こんにちは、英語同時通訳者でオンライン英語・通訳講師の山下えりかです。
今日は定期更新日ではありませんが、どうしても記事にして残しておきたいことがあり、また内容がおさんずラブについて語った記事を凌ぐ勢いの惚気話であるため、クリスマスイブのこの日にアップすることにしました。
記事にしたかったこととは、先日最終回を迎えたTBSドラマ「大恋愛~僕を忘れる君と」についてです。元々私がムロツヨシさんが好きで、彼が本格的なラブストーリーに挑戦ということで興味を持ち観始めたのですが、観て行くうちにその内容にどんどん引き込まれて行きました。
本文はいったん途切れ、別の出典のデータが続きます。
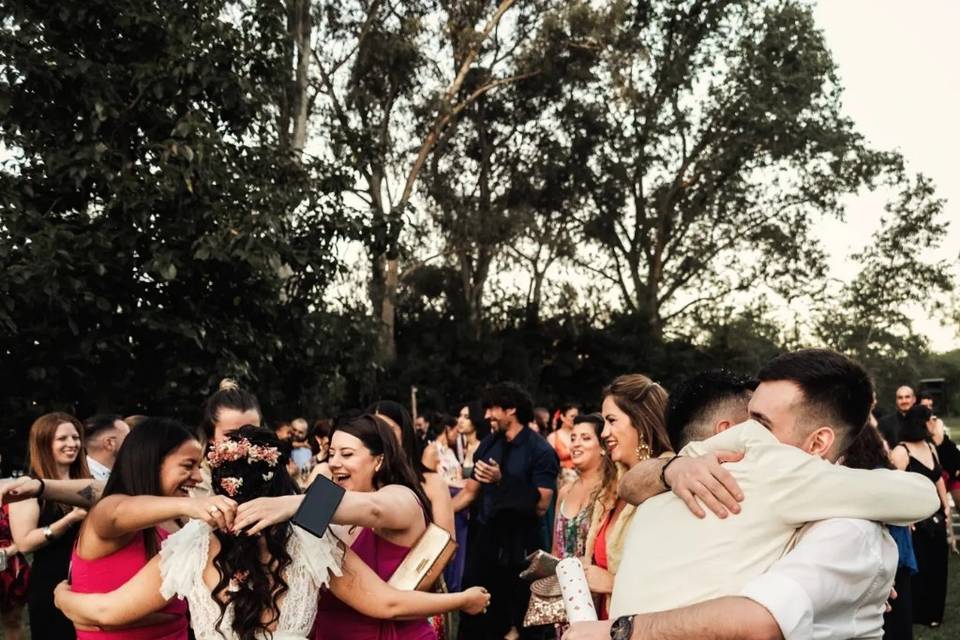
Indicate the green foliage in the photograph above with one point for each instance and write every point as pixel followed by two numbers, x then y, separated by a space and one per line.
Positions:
pixel 155 235
pixel 870 318
pixel 160 228
pixel 720 143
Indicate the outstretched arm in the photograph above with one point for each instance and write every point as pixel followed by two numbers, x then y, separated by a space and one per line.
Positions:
pixel 119 515
pixel 392 507
pixel 695 480
pixel 24 525
pixel 82 493
pixel 363 590
pixel 466 496
pixel 137 598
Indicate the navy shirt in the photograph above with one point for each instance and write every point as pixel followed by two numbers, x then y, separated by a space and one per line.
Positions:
pixel 529 459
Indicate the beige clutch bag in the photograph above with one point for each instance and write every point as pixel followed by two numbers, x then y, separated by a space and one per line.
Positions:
pixel 425 561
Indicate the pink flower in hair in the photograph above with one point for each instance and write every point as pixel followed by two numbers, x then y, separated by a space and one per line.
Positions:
pixel 270 455
pixel 231 485
pixel 228 451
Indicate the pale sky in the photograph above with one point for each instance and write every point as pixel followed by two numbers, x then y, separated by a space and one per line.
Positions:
pixel 899 64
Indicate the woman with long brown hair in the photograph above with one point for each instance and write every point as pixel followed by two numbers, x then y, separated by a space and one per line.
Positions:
pixel 634 413
pixel 48 529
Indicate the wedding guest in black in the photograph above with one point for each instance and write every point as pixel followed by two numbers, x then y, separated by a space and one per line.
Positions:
pixel 891 425
pixel 915 453
pixel 514 478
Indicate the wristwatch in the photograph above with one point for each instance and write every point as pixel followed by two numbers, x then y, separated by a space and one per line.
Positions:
pixel 622 628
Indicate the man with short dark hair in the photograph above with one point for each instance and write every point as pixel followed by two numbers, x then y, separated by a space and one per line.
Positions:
pixel 891 425
pixel 720 579
pixel 514 477
pixel 705 404
pixel 103 435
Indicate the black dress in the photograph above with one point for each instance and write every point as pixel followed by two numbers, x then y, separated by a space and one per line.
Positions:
pixel 50 566
pixel 929 584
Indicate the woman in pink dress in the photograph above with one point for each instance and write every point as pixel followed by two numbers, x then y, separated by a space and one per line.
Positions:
pixel 261 582
pixel 365 457
pixel 144 499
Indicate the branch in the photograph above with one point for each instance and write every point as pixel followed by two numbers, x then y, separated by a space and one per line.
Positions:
pixel 451 91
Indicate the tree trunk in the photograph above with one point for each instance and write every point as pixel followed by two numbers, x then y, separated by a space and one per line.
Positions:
pixel 300 26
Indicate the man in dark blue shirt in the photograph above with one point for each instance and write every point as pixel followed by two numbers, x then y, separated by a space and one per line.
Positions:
pixel 514 477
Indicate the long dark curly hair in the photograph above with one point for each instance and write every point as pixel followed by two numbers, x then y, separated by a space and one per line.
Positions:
pixel 249 584
pixel 376 436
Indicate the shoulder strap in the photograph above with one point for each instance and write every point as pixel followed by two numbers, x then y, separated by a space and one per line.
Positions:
pixel 183 557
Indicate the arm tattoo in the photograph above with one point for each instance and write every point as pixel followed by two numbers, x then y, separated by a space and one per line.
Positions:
pixel 91 492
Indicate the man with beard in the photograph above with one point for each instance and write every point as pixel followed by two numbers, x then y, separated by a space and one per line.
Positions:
pixel 891 425
pixel 514 477
pixel 719 577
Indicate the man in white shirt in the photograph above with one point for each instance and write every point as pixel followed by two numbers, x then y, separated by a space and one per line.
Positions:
pixel 833 584
pixel 103 436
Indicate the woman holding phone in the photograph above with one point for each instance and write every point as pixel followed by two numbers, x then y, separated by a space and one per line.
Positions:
pixel 265 581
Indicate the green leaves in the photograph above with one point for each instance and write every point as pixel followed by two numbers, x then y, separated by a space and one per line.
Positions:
pixel 153 235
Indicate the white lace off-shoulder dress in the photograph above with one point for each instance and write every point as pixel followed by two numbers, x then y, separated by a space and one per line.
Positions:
pixel 183 559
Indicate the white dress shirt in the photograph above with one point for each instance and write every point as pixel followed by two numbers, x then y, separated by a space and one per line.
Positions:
pixel 673 559
pixel 833 585
pixel 97 470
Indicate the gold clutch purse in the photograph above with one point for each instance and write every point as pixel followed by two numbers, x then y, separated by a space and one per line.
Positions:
pixel 425 561
pixel 546 603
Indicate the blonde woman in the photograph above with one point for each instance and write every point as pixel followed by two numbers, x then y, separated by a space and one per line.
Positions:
pixel 48 529
pixel 634 414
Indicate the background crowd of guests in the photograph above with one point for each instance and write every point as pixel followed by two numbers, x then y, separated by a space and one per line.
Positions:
pixel 503 477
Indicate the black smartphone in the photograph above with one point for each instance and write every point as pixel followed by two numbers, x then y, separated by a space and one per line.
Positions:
pixel 318 506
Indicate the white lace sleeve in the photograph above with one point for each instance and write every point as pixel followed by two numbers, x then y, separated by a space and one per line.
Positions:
pixel 182 559
pixel 322 556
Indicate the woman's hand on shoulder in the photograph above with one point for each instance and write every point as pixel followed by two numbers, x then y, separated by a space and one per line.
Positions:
pixel 217 511
pixel 256 515
pixel 77 514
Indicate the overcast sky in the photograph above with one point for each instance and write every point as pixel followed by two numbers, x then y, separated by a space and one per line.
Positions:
pixel 899 63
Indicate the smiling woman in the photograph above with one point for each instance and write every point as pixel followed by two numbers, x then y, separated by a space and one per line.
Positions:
pixel 46 528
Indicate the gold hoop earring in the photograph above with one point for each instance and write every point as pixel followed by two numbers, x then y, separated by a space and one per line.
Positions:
pixel 643 450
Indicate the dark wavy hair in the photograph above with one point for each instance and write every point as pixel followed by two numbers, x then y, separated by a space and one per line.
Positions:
pixel 915 424
pixel 837 390
pixel 136 471
pixel 229 395
pixel 866 451
pixel 259 586
pixel 377 436
pixel 412 445
pixel 509 395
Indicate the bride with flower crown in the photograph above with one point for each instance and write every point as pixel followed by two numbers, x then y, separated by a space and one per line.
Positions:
pixel 250 587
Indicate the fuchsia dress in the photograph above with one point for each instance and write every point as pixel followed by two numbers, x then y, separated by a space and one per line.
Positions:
pixel 336 621
pixel 110 572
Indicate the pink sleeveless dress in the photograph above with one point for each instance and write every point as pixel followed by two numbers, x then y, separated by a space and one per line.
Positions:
pixel 336 621
pixel 112 571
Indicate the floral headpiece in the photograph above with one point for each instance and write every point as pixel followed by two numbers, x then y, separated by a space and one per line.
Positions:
pixel 234 450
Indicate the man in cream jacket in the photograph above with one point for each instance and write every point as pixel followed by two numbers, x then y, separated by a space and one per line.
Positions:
pixel 688 574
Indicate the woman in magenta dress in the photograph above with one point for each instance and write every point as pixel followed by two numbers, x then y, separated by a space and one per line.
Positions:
pixel 143 502
pixel 365 457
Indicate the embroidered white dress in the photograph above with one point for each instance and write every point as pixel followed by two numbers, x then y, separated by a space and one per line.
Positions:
pixel 184 556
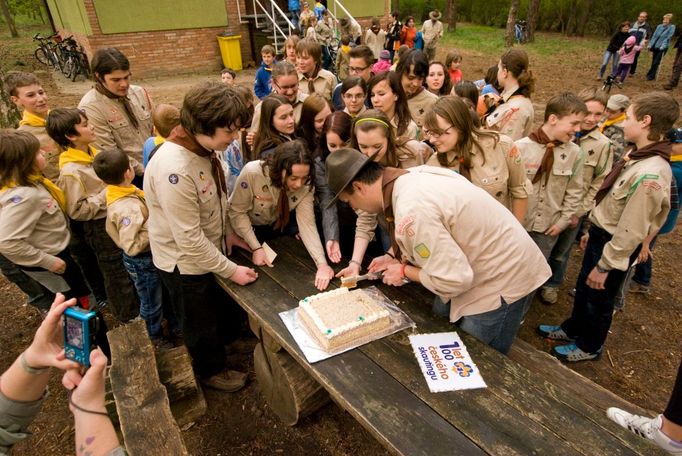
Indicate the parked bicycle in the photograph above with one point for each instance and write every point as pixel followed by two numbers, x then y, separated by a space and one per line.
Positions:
pixel 47 52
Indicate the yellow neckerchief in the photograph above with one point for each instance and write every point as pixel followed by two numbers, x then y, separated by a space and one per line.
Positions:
pixel 609 122
pixel 72 155
pixel 115 193
pixel 54 191
pixel 32 120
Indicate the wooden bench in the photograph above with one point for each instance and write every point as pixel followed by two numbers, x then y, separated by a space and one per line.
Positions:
pixel 524 409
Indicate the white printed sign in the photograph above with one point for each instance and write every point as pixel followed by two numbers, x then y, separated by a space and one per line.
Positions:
pixel 445 362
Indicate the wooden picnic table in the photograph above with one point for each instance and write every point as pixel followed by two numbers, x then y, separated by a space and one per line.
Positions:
pixel 534 407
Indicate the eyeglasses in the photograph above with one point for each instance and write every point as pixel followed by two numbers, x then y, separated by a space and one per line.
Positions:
pixel 357 69
pixel 436 134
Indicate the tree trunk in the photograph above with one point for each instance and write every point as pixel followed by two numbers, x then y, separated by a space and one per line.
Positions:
pixel 8 18
pixel 533 9
pixel 511 21
pixel 9 114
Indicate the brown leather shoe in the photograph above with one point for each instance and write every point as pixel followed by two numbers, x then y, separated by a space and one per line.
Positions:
pixel 227 380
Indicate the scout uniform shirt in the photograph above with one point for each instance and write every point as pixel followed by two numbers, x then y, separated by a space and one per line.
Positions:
pixel 36 126
pixel 324 83
pixel 636 206
pixel 187 218
pixel 513 116
pixel 420 105
pixel 467 260
pixel 298 107
pixel 499 170
pixel 598 160
pixel 127 216
pixel 112 127
pixel 254 202
pixel 85 192
pixel 33 228
pixel 553 202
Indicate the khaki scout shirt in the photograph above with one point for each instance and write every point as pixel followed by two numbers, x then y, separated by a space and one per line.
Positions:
pixel 187 219
pixel 49 148
pixel 420 105
pixel 598 160
pixel 85 192
pixel 636 206
pixel 127 224
pixel 33 229
pixel 324 83
pixel 468 260
pixel 254 202
pixel 298 107
pixel 432 33
pixel 514 117
pixel 502 174
pixel 112 127
pixel 556 201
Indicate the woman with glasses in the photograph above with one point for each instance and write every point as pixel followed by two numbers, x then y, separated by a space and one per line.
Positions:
pixel 387 96
pixel 354 94
pixel 489 160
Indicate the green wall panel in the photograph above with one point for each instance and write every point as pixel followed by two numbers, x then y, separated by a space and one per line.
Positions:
pixel 70 15
pixel 122 16
pixel 359 8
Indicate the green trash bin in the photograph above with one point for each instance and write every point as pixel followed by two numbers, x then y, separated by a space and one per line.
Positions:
pixel 230 51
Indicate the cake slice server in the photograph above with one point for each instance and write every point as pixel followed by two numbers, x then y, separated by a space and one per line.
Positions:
pixel 352 281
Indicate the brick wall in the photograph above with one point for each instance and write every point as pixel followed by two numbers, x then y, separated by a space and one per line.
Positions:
pixel 164 52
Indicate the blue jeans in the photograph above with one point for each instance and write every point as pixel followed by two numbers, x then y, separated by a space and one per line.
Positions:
pixel 592 313
pixel 497 328
pixel 614 57
pixel 145 276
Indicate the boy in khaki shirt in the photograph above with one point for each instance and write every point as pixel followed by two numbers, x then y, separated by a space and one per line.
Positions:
pixel 632 203
pixel 598 159
pixel 553 164
pixel 86 205
pixel 126 224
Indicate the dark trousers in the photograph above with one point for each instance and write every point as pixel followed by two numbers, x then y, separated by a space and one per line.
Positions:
pixel 674 409
pixel 87 260
pixel 119 288
pixel 38 295
pixel 656 57
pixel 592 313
pixel 677 69
pixel 207 315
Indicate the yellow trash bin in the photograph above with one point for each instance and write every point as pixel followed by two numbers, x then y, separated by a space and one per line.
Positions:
pixel 230 51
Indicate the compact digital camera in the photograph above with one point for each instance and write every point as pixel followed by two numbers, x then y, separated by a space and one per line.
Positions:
pixel 80 329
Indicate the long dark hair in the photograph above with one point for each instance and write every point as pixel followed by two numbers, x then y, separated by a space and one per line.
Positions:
pixel 341 124
pixel 279 166
pixel 267 136
pixel 402 112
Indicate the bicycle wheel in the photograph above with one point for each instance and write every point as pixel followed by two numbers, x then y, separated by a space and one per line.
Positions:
pixel 41 56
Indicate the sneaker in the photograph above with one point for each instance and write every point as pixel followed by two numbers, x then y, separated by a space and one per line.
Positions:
pixel 554 333
pixel 549 295
pixel 649 428
pixel 571 353
pixel 227 380
pixel 639 288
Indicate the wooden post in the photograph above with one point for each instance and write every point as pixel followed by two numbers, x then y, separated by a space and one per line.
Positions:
pixel 144 413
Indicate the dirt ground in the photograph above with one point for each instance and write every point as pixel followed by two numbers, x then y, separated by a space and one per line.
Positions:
pixel 643 349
このドラマを観ていないという方のために簡単に内容を説明します。ネタバレありなので知りたくない方はこの先は読まないでください。
女医で主人公の尚(戸田恵梨香)は引越センターでアルバイトをする間宮真司(ムロツヨシ)と出会います。何度か会ううちに尚は真司が、自分が一節を暗唱するほどに惚れ込んでいる小説の作者であることを知り、2人は恋に落ち、紆余曲折を経て結婚します。しかしながら尚は真司と出会った当初から軽度認知障害を患っていて、二人の関係が進むのと同時進行で尚の病状は進行し若年性アルツハイマーを発症。刻一刻と大きくなる不安と闘いながら一秒も無駄にすることなく2人がお互いを全力で大切にし、病気が奪う記憶と時間と一瞬一瞬の想いを真司が小説という形で記録する、熱くて哀しい愛の物語です。
私がこのドラマにどうしようもなく引き込まれた一番の理由は、とても自分と重ねやすい作品だったからです。具体的には、私と主人が間宮夫妻と同じように相手を唯一無二のパートナーだと強い確信を持って一緒にいるという点や、間宮夫妻は尚の病気のため、私たち夫婦は32才という年の差のため、常にタイムリミットを意識した関係であるという点、そして尚が小説家・間宮真司の一番のファンであるように、主人もまた通訳者&英語通訳講師の私の一番のファンであるという点も共感ポイントでした。
私は年齢も性別も超える運命の相手というのは存在すると考えています。そして私が人生のパートナーに決めた相手はその「運命の相手」だと確信しています。ここまで想える相手と出会ったことは本当に幸運なことだと思いますし、そんな相手と出会って一瞬でも気持ちが通じ合ったのなら私の人生はこの先何があっても幸せな人生と言い切れると、主人と付き合い始めた当初思ったものでした。
その一瞬が一秒になり、一分になり、一日になり、数年になりました。あの時の気持ちは少しも変っていませんが、幸せな時間が長くなればなるほど、欲が出てきます。この人を、この時間を、この空間を、少しも失いたくないと。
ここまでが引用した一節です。